Le Cirque Alfonse a fait le tour du monde avec ses deux précédents spectacles: Timber, qui se déroulait dans l'univers des camps de bûcherons, puis le cabaret «électro-trad» Barbu. La troupe de Lanaudière ouvrira le festival Montréal complètement cirque demain à la TOHU avec sa nouvelle création, Tabarnak, dont l'action se passe à l'église. Visite dans les coulisses d'un spectacle qui se veut plus rassembleur que choquant.

L'église

«Au début, on imaginait créer un nouveau spectacle autour des contes et légendes du Québec, raconte Antoine Carabinier-Lépine, codirecteur artistique du Cirque Alfonse avec sa soeur Julie, que nous avons rencontré la semaine dernière en répétition à la TOHU. Mais on trouvait qu'il manquait quelque chose, que ça avait été vu et revu. Puis est arrivé le concept de l'église, et tout le monde s'est mis à avoir des idées. Mais ce n'est pas tant la religion qui nous intéresse que ce que représente l'église dans la société.» Racines, folklore, symbolique, ce nouveau spectacle est à l'image d'Alfonse, «le plus québécois des cirques québécois», dit en souriant Antoine Carabinier-Lépine. «Il est surtout question de patrimoine québécois et religieux, confirme le metteur en scène Alain Francoeur.
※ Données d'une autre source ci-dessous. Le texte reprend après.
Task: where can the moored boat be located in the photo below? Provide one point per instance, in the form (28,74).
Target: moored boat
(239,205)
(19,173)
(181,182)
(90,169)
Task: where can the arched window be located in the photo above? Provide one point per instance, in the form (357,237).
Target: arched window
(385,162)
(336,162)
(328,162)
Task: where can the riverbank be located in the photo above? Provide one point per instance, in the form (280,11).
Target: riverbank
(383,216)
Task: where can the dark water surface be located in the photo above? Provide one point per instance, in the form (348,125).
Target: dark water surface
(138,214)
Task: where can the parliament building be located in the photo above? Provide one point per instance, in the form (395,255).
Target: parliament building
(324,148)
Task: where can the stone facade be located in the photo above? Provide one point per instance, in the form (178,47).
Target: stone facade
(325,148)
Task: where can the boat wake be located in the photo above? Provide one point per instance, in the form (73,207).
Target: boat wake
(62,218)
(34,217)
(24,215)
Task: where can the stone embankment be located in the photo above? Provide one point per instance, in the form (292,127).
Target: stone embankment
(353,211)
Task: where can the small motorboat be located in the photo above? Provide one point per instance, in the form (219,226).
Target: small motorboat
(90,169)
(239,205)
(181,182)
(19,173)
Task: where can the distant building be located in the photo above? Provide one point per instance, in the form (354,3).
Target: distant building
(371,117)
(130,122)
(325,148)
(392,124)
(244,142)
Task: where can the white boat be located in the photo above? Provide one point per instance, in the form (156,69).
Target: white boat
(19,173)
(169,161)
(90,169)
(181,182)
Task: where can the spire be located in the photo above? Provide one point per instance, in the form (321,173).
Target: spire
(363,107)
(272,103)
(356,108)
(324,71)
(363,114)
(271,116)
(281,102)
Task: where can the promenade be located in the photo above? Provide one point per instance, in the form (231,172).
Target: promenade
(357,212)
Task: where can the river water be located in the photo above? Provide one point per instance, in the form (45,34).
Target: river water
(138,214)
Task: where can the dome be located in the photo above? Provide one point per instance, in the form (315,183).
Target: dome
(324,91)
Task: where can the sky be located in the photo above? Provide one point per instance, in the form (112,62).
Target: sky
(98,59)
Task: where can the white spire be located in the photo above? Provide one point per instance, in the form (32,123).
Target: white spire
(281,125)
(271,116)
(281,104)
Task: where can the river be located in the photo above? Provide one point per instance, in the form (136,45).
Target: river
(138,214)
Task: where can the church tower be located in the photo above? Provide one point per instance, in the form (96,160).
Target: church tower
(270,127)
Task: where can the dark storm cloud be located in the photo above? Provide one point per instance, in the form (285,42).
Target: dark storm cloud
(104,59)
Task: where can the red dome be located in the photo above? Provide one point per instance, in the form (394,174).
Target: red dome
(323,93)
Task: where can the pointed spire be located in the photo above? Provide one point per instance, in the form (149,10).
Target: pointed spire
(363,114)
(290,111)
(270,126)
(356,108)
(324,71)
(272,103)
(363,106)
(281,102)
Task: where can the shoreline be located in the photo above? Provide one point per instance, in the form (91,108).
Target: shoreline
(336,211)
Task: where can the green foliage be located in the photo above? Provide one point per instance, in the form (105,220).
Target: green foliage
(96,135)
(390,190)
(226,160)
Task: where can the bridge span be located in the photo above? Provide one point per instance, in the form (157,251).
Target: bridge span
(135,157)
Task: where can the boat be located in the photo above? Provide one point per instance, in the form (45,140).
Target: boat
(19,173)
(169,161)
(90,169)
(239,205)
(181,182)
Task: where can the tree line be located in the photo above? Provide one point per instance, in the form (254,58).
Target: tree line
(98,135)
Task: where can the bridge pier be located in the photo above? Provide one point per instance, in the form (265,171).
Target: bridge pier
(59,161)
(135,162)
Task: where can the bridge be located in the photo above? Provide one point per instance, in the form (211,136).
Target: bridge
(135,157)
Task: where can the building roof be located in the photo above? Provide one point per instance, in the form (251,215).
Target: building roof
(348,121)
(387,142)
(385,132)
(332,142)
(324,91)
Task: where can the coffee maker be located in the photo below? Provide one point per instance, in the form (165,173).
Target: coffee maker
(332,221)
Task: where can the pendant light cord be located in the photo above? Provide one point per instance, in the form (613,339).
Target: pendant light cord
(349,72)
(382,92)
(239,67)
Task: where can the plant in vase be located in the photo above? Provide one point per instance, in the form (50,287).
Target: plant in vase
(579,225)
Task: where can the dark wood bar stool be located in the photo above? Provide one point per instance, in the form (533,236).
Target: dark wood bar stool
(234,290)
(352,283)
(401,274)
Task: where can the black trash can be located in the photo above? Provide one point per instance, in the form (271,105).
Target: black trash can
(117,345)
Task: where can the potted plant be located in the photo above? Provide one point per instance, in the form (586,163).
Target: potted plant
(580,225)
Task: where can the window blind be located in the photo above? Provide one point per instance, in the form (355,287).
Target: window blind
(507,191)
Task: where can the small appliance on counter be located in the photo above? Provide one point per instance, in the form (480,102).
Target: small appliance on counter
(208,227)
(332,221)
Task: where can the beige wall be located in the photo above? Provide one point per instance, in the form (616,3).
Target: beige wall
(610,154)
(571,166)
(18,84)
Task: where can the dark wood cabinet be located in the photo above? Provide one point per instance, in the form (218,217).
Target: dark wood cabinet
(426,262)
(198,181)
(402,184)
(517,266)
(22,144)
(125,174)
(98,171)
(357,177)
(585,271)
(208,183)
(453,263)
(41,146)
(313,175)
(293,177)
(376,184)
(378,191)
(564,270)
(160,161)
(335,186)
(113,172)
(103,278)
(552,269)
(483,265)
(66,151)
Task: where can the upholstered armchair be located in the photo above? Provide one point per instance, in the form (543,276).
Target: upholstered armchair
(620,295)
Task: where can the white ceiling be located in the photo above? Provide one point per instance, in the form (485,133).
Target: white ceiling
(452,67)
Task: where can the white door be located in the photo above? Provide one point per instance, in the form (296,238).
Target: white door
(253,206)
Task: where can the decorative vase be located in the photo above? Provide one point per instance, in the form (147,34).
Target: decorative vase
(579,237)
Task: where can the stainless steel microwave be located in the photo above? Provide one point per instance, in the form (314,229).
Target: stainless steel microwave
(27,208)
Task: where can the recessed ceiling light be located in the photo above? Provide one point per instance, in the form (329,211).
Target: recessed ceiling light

Même si le Québec n'est plus pratiquant, il y a une appartenance, un lien. Nous sommes partis de ce point de vue pour nous questionner.»

Le titre

On s'entend, intituler son spectacle Tabarnak n'a rien d'anodin. «Mais il n'y a qu'une chose qui est choquante dans ce spectacle, et c'est son titre, croit Antoine Carabinier-Lépine. Ceux qui accrochent sur le mot, ils vont constater en voyant le show qu'on ne s'attaque ni à l'Église ni à la religion. C'est plus rassembleur qu'une critique, car il y a un côté qui englobe toutes les religions, dans les costumes, dans la musique. Au final, on peut-tu juste être heureux et vivre comme on se sent?» «C'est une ouverture à l'autre», ajoute Alain Francoeur, qui a dû travailler sur une ligne très fine pendant toute la création du spectacle. «Je suis revenu à l'essence du mot, à son symbole émotif. Ici, tabarnak, ce n'est plus un sacre. Le mot est plutôt porteur d'une imagerie, d'une émotion, d'une identité, d'une manifestation linguistique.»

La barbe

Après avoir accueilli Jean-Philippe Cuerrier sur Barbu, le Cirque Alfonse a recruté pour Tabarnak un autre nouvel acrobate, Nikolas Pulka, sorti l'an dernier de l'École nationale de cirque. Est-il nécessaire d'arborer la barbe pour être admis dans la troupe? Antoine Carabinier-Lépine sourit. «Oui et non. C'est notre marque de commerce, mais Tabarnak n'était pas prédestiné à ce qu'on ait la barbe. Sauf qu'on joue Barbu juste après, on est un peu coincés avec ça. On va juste la tailler pour être moins ébouriffés.» Les nouveaux membres sont cependant la plupart du temps déjà des amis. «On n'est pas du genre à faire des auditions, admet Antoine. C'est important qu'on s'entende bien, on voyage beaucoup, on est tout le temps ensemble.» En effet, Alfonse a donné 220 spectacles en 2016, la plupart à l'étranger. «Alfonse est plein d'ouverture, explique Alain Francoeur, mais ce principe familial, dormir chez Julie et Jo, créer de 9 à 5 dans la grange, manger avec la famille, c'est sympa, mais ça ne convient pas à tout le monde.»

La poésie

«Dans ce spectacle, on fait des choses qu'on n'avait jamais faites», affirme Julie Carabinier-Lépine. Comme la fameuse balançoire russe, qui sera une «envolée festive» en fin de spectacle, annonce Alain Francoeur. «Ça faisait longtemps qu'on voulait en faire, dit Julie Carabinier-Lépine. On a pratiqué dans le jardin chez mes parents, parce qu'elle ne rentrait pas dans la grange... Nos figures de main à main aussi seront imposantes, on fait deux colonnes à trois, ce sont des grosses figures de groupe qui vont haut.» Ce spectacle, ajoute-t-elle, sera leur plus technique. Et si Alfonse n'a rien perdu de son humour, il donnera aussi matière à réfléchir. «Nous avons de l'expérience et nous savons jusqu'où nous pouvons aller, dit-elle. C'est l'fun d'aller une coche au-dessus, ce qui donne un show plus poétique, pas sérieux, mais beau. Je crois que les gens seront émerveillés et touchés.»